3. The method as described in claim 2, characterized in that, The specific primers are an upstream primer and a downstream primer; the upstream primer contains FAM and HEX fluorescent linker sequences, namely ABCC5-KASP-FAM-F and ABCC5-KASP-HEX-F, respectively, with the nucleotide sequence of primer ABCC5-KASP-FAM-F being SEQ ID NO:2 and the nucleotide sequence of primer ABCC5-KASP-HEX-F being SEQ ID NO:3; the downstream primer is a universal reverse primer ABCC5-KASP-R with the nucleotide sequence being SEQ ID NO:

4.

4. The application of a KASP marker linked to the green stem trait of tomato as described in claim 1, characterized in that, Includes the following steps: Step 1: Extract genomic DNA from tomato samples to be tested.
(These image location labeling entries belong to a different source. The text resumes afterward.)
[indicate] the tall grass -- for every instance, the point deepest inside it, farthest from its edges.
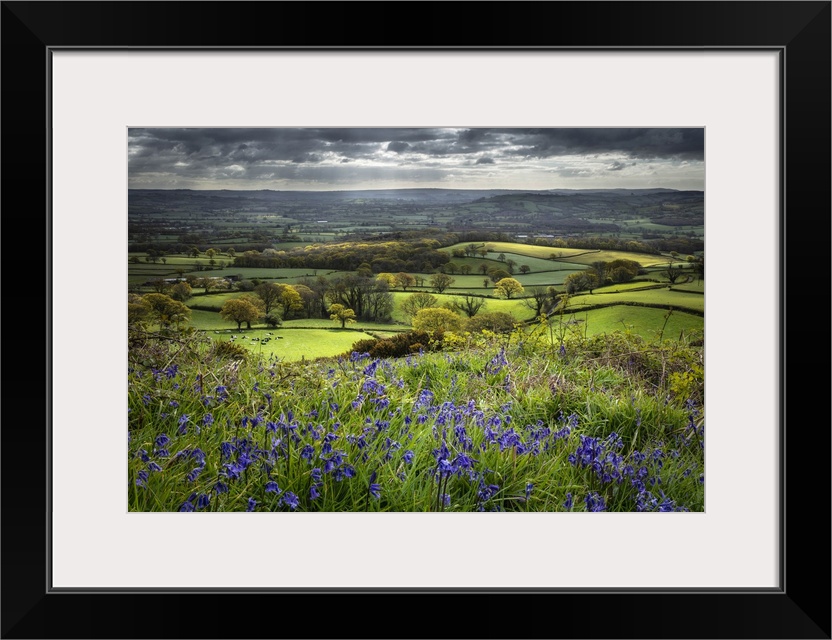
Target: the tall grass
(540, 422)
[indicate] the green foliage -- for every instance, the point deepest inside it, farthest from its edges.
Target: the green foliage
(539, 404)
(401, 344)
(508, 288)
(434, 320)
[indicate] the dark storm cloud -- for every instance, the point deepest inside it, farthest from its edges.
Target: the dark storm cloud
(635, 143)
(398, 146)
(199, 155)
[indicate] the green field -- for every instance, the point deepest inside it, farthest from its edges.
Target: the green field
(643, 321)
(661, 296)
(295, 344)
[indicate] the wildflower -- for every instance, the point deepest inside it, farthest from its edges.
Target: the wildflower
(595, 502)
(271, 487)
(291, 500)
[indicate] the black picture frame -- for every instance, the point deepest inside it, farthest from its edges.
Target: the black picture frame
(800, 608)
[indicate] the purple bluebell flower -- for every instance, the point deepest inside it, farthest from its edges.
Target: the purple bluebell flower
(291, 500)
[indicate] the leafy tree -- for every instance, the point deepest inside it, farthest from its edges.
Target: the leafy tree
(269, 293)
(181, 291)
(496, 321)
(440, 282)
(581, 281)
(539, 301)
(242, 309)
(389, 278)
(273, 320)
(415, 302)
(467, 304)
(405, 280)
(507, 288)
(165, 310)
(436, 320)
(342, 314)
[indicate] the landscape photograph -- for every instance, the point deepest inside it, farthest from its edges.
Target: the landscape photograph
(458, 319)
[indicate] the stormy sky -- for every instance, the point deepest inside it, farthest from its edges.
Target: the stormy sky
(384, 158)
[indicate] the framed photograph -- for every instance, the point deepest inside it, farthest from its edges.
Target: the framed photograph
(728, 100)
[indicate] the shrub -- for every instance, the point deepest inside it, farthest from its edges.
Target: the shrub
(401, 344)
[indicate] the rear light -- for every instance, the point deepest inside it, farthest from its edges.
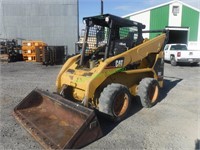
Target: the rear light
(179, 54)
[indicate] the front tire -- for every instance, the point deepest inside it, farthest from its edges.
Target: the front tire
(148, 91)
(115, 101)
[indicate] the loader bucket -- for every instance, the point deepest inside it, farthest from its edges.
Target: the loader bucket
(57, 123)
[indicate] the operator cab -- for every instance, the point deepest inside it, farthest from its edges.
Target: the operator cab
(108, 35)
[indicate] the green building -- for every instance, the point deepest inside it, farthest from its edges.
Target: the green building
(181, 19)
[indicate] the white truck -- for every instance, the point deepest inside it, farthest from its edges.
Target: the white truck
(179, 53)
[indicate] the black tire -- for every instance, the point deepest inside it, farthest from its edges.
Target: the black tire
(148, 91)
(173, 61)
(111, 103)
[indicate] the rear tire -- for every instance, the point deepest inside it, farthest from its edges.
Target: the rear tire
(148, 91)
(115, 101)
(173, 61)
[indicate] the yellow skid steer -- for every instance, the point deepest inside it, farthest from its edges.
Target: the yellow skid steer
(114, 65)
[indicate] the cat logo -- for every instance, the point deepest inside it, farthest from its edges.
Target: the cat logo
(119, 62)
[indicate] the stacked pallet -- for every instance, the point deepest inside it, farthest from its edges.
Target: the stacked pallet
(32, 50)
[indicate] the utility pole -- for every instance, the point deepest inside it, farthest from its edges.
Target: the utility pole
(101, 7)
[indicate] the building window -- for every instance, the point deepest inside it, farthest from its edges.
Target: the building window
(175, 10)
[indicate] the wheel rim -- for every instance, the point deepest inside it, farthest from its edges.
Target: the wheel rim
(121, 104)
(153, 93)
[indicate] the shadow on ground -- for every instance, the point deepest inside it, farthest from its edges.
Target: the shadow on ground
(169, 84)
(108, 126)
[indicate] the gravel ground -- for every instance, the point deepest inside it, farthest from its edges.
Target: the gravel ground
(174, 123)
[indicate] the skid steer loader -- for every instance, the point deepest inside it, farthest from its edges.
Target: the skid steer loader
(115, 63)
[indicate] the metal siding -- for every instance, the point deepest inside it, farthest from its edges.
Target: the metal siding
(158, 19)
(190, 18)
(53, 21)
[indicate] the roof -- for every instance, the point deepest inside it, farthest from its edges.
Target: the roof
(164, 4)
(118, 21)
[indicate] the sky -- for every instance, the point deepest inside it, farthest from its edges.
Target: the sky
(121, 7)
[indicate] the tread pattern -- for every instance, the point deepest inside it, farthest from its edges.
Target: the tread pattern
(107, 97)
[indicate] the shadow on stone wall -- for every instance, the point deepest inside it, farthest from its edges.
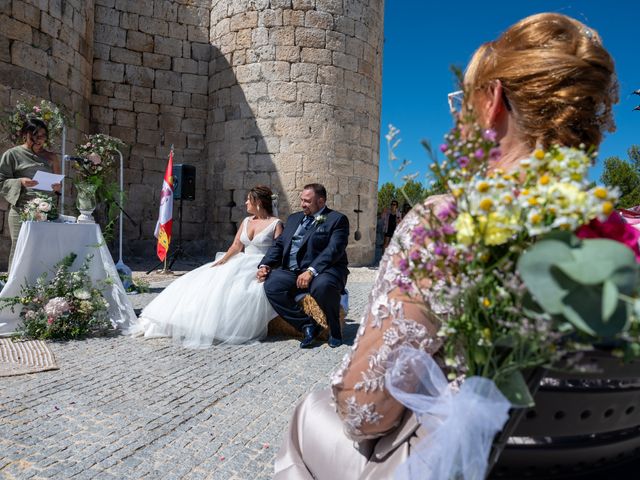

Using the genomic DNA as a template, perform PCR amplification using the KASP-labeled primers designed above to obtain PCR amplification products. Step 2: Use an ELISA reader to read the fluorescence data of the PCR amplification products obtained in Step 1 and perform genotyping.

5. The application as described in claim 4, characterized in that, The PCR amplification system in step 1 is a 10.0 μL reaction system: 10-100 ng of tomato sample DNA template; 5 μL of 2×PARMS Mix; 0.15 μL of ABCC5-KASP-FAM-F (10 μM concentration), 0.15 μL of ABCC5-KASP-HEX-F (10 μM concentration), and 0.4 μL of ABCC5-KASP-R (10 μM concentration); and water added to a final volume of 10 μL using ddH2O.

6. The application as described in claim 4, characterized in that, The PCR reaction conditions in step 1 are as follows: pre-denaturation at 94℃ for 15 min, 1 cycle; denaturation at 94℃ for 20 s, annealing at 65℃ for 1 min, decreasing the temperature by 0.7℃ for each cycle, 10 cycles; denaturation at 94℃ for 20 s, annealing at 57℃ for 12 min, 30 cycles; after the cycles are completed, allow the mixture to cool naturally to room temperature.

7. The application as described in claim 4, characterized in that, Step 2 also includes uploading the fluorescence data to http: / / www.snpway.com for genotype analysis.